WAR: O QUE O DESTINO LEVA E TRAZ



Renata Mizrahi está de volta com mais uma incursão dramatúrgica sobre o complexo universo das relações humanas. Outra vez reunem-se, amigos  ou amantes,  a partir de um determinado fluxo ou de chegada , no prólogo, ou  de partida,  no epílogo.

Assim foi na bem urdida trama de Os Sapos no  companherísmo  do  encontro numa casa praiana, como nos parentes   juntando-se  para uma comemoração judaica em Silêncio ou o acaso que aproxima, num bar,  um artista cego e um carente pai de família,  em Galápagos.  E, agora em War, dois casais em visita a outro casal, para o compartilhamento  passageiro de seus destinos.

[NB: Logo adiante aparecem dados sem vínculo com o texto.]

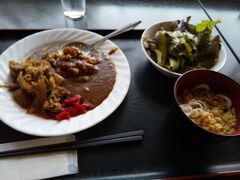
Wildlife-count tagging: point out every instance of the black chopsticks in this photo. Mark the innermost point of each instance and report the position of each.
(98, 141)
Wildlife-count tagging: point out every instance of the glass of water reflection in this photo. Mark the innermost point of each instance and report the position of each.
(74, 9)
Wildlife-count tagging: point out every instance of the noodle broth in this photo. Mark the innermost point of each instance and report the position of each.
(210, 98)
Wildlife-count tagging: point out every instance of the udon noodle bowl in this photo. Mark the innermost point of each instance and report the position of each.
(213, 112)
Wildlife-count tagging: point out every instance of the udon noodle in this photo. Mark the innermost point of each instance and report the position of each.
(213, 112)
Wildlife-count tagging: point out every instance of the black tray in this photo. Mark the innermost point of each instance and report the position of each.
(172, 146)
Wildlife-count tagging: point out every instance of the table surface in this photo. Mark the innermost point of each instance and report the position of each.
(167, 149)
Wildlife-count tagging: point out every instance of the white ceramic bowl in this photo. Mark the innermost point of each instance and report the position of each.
(150, 32)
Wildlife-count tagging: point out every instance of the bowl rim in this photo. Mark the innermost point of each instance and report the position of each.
(166, 71)
(178, 103)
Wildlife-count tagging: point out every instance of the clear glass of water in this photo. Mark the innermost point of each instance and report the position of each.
(74, 9)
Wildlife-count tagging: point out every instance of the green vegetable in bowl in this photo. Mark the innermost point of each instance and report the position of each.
(179, 46)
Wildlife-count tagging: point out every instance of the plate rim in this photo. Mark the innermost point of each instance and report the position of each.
(66, 132)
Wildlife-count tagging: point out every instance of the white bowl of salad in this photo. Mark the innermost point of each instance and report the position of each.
(175, 47)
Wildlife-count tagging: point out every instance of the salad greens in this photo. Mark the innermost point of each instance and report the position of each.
(179, 46)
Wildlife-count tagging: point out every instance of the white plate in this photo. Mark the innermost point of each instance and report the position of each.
(17, 118)
(150, 32)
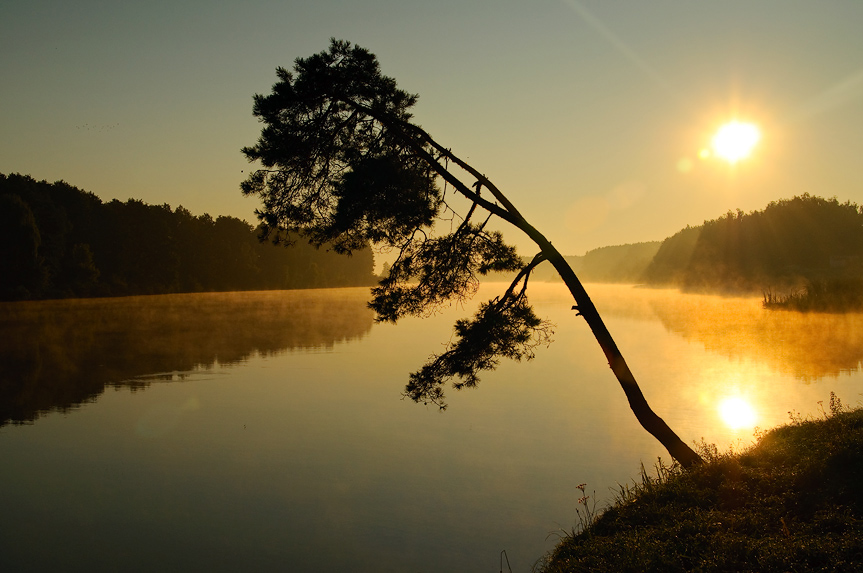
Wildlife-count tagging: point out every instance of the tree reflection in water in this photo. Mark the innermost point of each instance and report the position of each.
(58, 354)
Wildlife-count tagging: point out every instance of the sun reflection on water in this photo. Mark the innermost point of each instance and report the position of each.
(737, 413)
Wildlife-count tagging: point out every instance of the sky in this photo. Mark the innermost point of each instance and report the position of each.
(588, 114)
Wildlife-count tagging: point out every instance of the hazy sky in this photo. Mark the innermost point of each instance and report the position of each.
(588, 114)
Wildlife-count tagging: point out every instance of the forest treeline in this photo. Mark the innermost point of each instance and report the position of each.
(790, 242)
(58, 241)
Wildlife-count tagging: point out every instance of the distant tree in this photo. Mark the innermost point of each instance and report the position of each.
(21, 272)
(344, 165)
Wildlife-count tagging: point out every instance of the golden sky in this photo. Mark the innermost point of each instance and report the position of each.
(590, 115)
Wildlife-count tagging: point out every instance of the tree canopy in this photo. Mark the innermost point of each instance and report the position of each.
(59, 241)
(343, 163)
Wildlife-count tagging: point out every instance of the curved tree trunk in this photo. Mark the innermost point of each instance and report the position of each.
(648, 419)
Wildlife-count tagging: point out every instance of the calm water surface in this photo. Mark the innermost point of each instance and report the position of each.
(266, 431)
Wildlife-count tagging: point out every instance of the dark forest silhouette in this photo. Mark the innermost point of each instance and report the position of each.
(789, 243)
(57, 241)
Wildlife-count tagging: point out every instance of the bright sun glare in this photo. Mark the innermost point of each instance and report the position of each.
(735, 140)
(737, 413)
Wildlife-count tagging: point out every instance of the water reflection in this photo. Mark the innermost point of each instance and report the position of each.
(57, 354)
(737, 413)
(808, 346)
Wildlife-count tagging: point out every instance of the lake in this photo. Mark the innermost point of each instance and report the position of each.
(267, 431)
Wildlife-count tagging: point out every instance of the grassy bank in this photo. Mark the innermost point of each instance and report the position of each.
(792, 502)
(833, 295)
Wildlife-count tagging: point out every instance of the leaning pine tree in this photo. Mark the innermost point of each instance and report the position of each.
(343, 165)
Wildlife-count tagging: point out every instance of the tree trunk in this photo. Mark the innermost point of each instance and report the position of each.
(648, 419)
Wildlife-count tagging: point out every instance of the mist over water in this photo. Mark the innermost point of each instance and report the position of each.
(279, 439)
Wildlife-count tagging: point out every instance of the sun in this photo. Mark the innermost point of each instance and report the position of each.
(735, 141)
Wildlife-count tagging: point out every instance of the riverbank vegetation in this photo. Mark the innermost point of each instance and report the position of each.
(790, 242)
(833, 295)
(791, 502)
(57, 241)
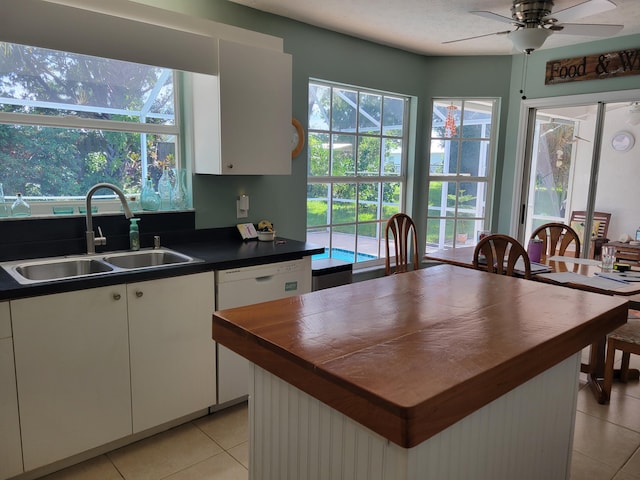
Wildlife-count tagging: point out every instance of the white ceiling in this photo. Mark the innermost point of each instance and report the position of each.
(422, 25)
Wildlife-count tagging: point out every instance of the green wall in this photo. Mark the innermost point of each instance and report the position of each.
(326, 55)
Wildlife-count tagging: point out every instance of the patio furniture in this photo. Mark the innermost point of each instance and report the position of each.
(627, 339)
(557, 238)
(599, 230)
(401, 231)
(502, 254)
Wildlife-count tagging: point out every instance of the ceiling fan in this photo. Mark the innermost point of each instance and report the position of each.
(534, 22)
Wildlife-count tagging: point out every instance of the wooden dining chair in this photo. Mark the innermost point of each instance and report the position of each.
(557, 238)
(502, 254)
(599, 230)
(626, 339)
(401, 231)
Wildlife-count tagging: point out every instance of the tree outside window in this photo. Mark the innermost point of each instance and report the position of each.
(69, 121)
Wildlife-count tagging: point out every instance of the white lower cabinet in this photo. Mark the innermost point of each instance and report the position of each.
(97, 365)
(10, 448)
(72, 371)
(172, 352)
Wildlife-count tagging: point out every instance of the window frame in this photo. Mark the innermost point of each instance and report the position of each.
(108, 201)
(359, 179)
(482, 222)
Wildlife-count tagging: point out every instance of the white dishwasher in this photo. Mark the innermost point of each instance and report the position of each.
(238, 287)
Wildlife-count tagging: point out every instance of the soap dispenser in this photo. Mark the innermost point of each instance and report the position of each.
(134, 235)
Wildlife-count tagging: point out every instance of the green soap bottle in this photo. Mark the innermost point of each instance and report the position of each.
(134, 235)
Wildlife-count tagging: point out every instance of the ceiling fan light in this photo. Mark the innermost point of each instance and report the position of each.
(529, 39)
(633, 114)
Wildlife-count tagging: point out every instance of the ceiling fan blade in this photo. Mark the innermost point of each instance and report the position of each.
(593, 30)
(478, 36)
(495, 16)
(585, 9)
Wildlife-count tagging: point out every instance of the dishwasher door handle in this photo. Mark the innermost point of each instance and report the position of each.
(266, 278)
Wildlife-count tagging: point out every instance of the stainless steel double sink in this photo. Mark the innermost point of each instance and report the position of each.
(41, 270)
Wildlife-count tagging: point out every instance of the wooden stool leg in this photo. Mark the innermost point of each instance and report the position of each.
(608, 372)
(624, 367)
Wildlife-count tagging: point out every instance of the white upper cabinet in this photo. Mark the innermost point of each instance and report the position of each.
(242, 117)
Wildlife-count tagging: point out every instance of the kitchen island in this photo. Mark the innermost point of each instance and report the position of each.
(441, 373)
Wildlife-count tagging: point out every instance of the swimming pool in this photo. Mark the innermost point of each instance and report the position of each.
(346, 255)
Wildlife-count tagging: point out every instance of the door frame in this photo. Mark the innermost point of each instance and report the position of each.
(522, 168)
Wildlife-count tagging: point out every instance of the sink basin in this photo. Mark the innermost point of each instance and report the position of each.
(145, 259)
(59, 269)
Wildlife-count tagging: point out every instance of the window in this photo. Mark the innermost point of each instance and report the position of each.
(69, 121)
(356, 173)
(460, 178)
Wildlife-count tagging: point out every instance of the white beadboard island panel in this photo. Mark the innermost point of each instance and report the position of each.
(526, 434)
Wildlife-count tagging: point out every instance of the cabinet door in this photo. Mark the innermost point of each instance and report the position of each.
(172, 352)
(72, 372)
(255, 110)
(242, 118)
(10, 449)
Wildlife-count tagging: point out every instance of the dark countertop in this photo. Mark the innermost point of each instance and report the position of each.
(216, 254)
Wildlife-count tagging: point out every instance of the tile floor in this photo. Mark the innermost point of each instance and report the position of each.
(606, 445)
(215, 447)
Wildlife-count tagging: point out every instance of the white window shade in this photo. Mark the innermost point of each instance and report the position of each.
(74, 29)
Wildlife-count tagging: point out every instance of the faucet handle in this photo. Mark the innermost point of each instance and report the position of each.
(100, 239)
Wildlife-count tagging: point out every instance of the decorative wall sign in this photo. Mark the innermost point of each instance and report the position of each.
(593, 67)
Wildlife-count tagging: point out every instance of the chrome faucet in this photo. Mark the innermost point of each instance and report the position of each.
(92, 240)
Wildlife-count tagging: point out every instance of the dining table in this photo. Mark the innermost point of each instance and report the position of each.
(569, 272)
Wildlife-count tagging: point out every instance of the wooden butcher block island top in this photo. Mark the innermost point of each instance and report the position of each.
(409, 355)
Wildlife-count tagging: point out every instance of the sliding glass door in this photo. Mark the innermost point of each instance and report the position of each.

Em todas estas instâncias há um combinado,  coincidente ou proposital vir/partir  ,  de uma inicial calma  emotiva  à  transmutação em detonadora e inesperada   reação,     no transcurso frontal corpo a corpo.

E é, aí, evidente a  crescente maturidade textual da autora, no seu  singular trajeto teatral. Sem deixar , em nenhum momento, se deixar apenas levar pelo sequencial encadeamento trivial, pois sua linguagem tem uma natural autenticidade , ora entre o tom confessional, na exteriorização do pensar interior, ora na expositiva gestualização do mais óbvio cotidiano.

Usando como pretexto uma partida , entre casais,  do conhecido jogo War,   André ( Ricardo Gonçalves) e Marília (Natasha Corbelino) promovem um "open house" de seu apartamento , recebendo Gustavo( Fabrício Polido) e Roberta( Verônica Reis), além de Sérgio (Camilo Pellegrini) e  Laura ( Clara Santhana) .

Enquanto aguarda os convidados, o casal anfitrião lamenta o que se tornou para eles uma frustração, a troca da agitada  zona sul carioca pelo  isolamento  de um distanciada morada. O tom maior de amargura se evidencia nas queixas de André  ao ver seu sonho criador, como roteirista cinematográfico ,ser anulado diante do tédio . Capaz de refletir-se, ainda,  na incapacidade  de um sólido embate amoroso com Marília.

Por outro lado, Gustavo e Roberta  mantem as falsas aparências de um casal na inconstância de quem apenas mora junto ,sem quaisquer  derivações afetivas. Completando-se o grupo com a inusitada novidade  de Sérgio , convicto solteiro,amarrado ,de vez, à recém  namorada Laura.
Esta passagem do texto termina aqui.